Recapitulation of Perturbed Striatal Gene Expression Dynamics of Donor’s Brains With Ventral Forebrain Organoids Derived From the Same Individuals With Schizophrenia,American Journal of Psychiatry

当前位置： X-MOL 学术 › Am. J. Psychiatry › 论文详情

Our official English website, www.x-mol.net, welcomes your feedback! (Note: you will need to create a separate account there.)

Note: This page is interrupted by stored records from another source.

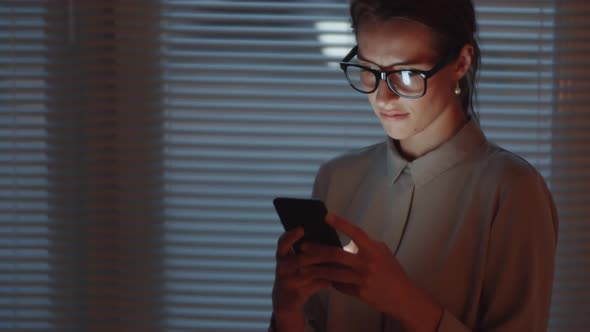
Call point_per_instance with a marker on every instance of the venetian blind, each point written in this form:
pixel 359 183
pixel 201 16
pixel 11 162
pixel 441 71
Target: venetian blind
pixel 254 105
pixel 34 41
pixel 143 142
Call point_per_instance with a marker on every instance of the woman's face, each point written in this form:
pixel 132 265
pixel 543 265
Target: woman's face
pixel 405 44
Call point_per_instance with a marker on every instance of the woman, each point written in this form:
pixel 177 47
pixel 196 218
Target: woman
pixel 447 231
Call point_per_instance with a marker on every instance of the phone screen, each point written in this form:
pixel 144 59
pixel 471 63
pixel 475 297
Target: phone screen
pixel 310 214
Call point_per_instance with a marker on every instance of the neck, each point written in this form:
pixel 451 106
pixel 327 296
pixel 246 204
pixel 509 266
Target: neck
pixel 443 128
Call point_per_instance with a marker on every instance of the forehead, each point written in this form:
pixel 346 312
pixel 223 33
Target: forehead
pixel 396 40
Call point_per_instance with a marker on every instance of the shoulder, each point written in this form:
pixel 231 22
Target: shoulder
pixel 519 187
pixel 342 175
pixel 508 169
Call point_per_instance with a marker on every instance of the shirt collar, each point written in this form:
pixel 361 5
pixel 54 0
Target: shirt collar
pixel 430 165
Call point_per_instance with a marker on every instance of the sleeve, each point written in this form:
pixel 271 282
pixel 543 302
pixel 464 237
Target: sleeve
pixel 516 293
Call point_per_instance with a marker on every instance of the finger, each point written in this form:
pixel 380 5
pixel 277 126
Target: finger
pixel 287 240
pixel 334 274
pixel 313 254
pixel 360 238
pixel 347 289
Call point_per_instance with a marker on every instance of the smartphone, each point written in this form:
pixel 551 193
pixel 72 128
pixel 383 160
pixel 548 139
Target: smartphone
pixel 310 214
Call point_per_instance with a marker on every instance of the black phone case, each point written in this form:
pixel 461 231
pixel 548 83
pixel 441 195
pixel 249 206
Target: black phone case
pixel 310 214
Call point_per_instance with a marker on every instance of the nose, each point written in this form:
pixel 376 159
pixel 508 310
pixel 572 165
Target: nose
pixel 385 98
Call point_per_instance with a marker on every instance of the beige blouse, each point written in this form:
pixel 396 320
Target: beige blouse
pixel 471 223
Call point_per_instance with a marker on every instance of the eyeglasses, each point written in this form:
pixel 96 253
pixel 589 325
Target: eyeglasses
pixel 407 83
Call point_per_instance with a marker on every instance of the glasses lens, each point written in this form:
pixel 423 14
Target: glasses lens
pixel 361 79
pixel 407 83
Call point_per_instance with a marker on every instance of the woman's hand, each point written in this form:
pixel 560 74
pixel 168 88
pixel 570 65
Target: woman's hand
pixel 374 275
pixel 292 288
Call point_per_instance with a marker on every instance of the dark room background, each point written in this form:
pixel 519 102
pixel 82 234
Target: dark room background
pixel 142 143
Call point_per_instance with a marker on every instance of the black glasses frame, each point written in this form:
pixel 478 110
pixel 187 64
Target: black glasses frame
pixel 383 75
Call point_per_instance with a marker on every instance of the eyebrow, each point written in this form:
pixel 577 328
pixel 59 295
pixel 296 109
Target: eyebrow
pixel 362 58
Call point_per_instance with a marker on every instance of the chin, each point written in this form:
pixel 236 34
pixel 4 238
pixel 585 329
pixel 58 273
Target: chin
pixel 399 133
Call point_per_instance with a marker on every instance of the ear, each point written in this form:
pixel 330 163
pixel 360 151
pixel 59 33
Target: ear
pixel 463 62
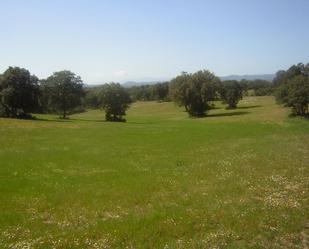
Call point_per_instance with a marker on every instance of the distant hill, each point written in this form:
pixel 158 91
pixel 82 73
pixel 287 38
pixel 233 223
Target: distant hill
pixel 268 77
pixel 139 83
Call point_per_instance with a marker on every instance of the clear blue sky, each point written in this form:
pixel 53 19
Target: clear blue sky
pixel 144 40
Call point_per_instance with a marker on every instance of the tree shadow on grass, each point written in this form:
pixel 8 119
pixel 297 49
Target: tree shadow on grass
pixel 52 120
pixel 88 120
pixel 227 114
pixel 248 107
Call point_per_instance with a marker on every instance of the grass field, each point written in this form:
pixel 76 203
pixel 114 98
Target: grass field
pixel 235 179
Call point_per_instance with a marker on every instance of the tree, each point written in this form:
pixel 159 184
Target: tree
pixel 231 92
pixel 160 91
pixel 295 94
pixel 115 100
pixel 63 92
pixel 195 91
pixel 18 92
pixel 293 88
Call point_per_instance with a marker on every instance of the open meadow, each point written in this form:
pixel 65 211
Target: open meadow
pixel 234 179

Recapitulation of Perturbed Striatal Gene Expression Dynamics of Donor’s Brains With Ventral Forebrain Organoids Derived From the Same Individuals With Schizophrenia
American Journal of Psychiatry ( IF 17.7 ) Pub Date : 2023-11-02 , DOI: 10.1176/appi.ajp.20220723
Tomoyo Sawada ₁ , André R. Barbosa ₁ , Bruno Araujo ₁ , Alejandra E. McCord ₁ , Laura D’Ignazio ₁ , Kynon J.M. Benjamin ₁ , Bonna Sheehan ₁ , Michael Zabolocki ₁ , Arthur Feltrin ₁ , Ria Arora ₁ , Anna C. Brandtjen ₁ , Joel E. Kleinman ₁ , Thomas M. Hyde ₁ , Cedric Bardy ₁ , Daniel R. Weinberger ₁ , Apuã C.M. Paquola ₁ , Jennifer A. Erwin ₁

Affiliation

Objective:

Schizophrenia is a brain disorder that originates during neurodevelopment and has complex genetic and environmental etiologies. Despite decades of clinical evidence of altered striatal function in affected patients, studies examining its cellular and molecular mechanisms in humans are limited. To explore neurodevelopmental alterations in the striatum associated with schizophrenia, the authors established a method for the differentiation of induced pluripotent stem cells (iPSCs) into ventral forebrain organoids (VFOs).

Methods:

VFOs were generated from postmortem dural fibroblast–derived iPSCs of four individuals with schizophrenia and four neurotypical control individuals for whom postmortem caudate genotypes and transcriptomic data were profiled in the BrainSeq neurogenomics consortium. Individuals were selected such that the two groups had nonoverlapping schizophrenia polygenic risk scores (PRSs).

Results:

Single-cell RNA sequencing analyses of VFOs revealed differences in developmental trajectory between schizophrenia and control individuals in which inhibitory neuronal cells from the patients exhibited accelerated maturation. Furthermore, upregulated genes in inhibitory neurons in schizophrenia VFOs showed a significant overlap with upregulated genes in postmortem caudate tissue of individuals with schizophrenia compared with control individuals, including the donors of the iPSC cohort.

Conclusions:

The findings suggest that striatal neurons derived from high-PRS individuals with schizophrenia carry abnormalities that originated during early brain development and that the VFO model can recapitulate disease-relevant cell type–specific neurodevelopmental phenotypes in a dish.

中文翻译：

用来自同一精神分裂症患者的腹侧前脑类器官重述供体大脑的扰动纹状体基因表达动态

客观的：

精神分裂症是一种起源于神经发育过程的脑部疾病，具有复杂的遗传和环境病因。尽管数十年的临床证据表明受影响患者的纹状体功能发生了改变，但对其在人类中的细胞和分子机制的研究仍然有限。为了探索与精神分裂症相关的纹状体神经发育改变，作者建立了一种将诱导多能干细胞（iPSC）分化为腹侧前脑类器官（VFO）的方法。